Schott has improved his stock each season. North Linn Coach Jared Collum said he has only had two freshmen start and Schott is one of them. After his sophomore year, college options began to come into focus. As a junior, NCAA Division II seemed a likely destination.
Offseason work, including his performance at lineman and strength and conditioning camps at UI, helped garner more attention.
“He had an outstanding summer,” Collum said. “He worked his tail off in the weight room to get even stronger. He had a good showing at the Iowa camps in June. I think that was a springboard.”
The gains are also a product of his work in the weight room. Schott has been a regular throwing iron around at school, routinely showing up at 6 a.m. to lift weights. He is there three times a week during the season and four in the offseason. The 6-foot-3, 300-pounder benches 365 and squats 560.
“He’s a weight room junkie,” Collum said. “He lives in that thing with (Lynx strength and conditioning coach Joel) Van Etten.
“He’s in there all the time. He’s gone out of his way to put himself together and make those gains.”
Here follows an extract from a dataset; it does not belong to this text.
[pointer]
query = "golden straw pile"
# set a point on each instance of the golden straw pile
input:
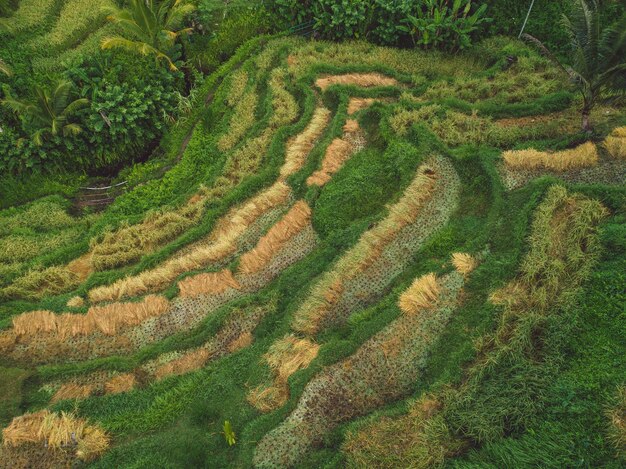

Schott is a multisport athlete, placing third at heavyweight in Class 1A with a 47-1 record. He is a three-time state qualifier for the Lynx. He also is a thrower in track. He has the versatility that some recruiters favor.
“He has what I call that Iowa lineman pedigree,” Collum said. “He’s a prototypical inside lineman in D-I.”
Skill players usually dictate what gets ran, but Schott is a focal point of the Lynx offense. Last year, he played all three positions. This year, he’s remained at guard and the offense usually follows his lead.
“We kind of call plays around him,” Collum said. “If we want him to pull, we’ll pull him. If we want to trap, we’ll trap him.”
Schott said he likes defense and offense equally. He leads the Lynx (2-2) in tackles, playing everywhere from nose guard to tackle to middle linebacker. He has 21 1/2 total tackles, including six solo for loss. Schott also has a sack.
His biggest highlight of the season isn’t from a personal accomplishment. The team’s 28-6 victory over Jesup in Week 2 is his favorite moment.
“They were ranked,” said Schott. “We needed to show a bigger school what we were made of and we came in and did that.”
The biggest role he has adapted to is one of leader. In a close loss to ranked Lisbon last week Schott was found talking to a young quarterback who had just thrown an interception returned for a touchdown. The result was a game-tying drive the next North Linn possession.
“He has come a long way as a leader,” Collum said. “He has taken a leadership role with our team. That’s only going to help us going forward.”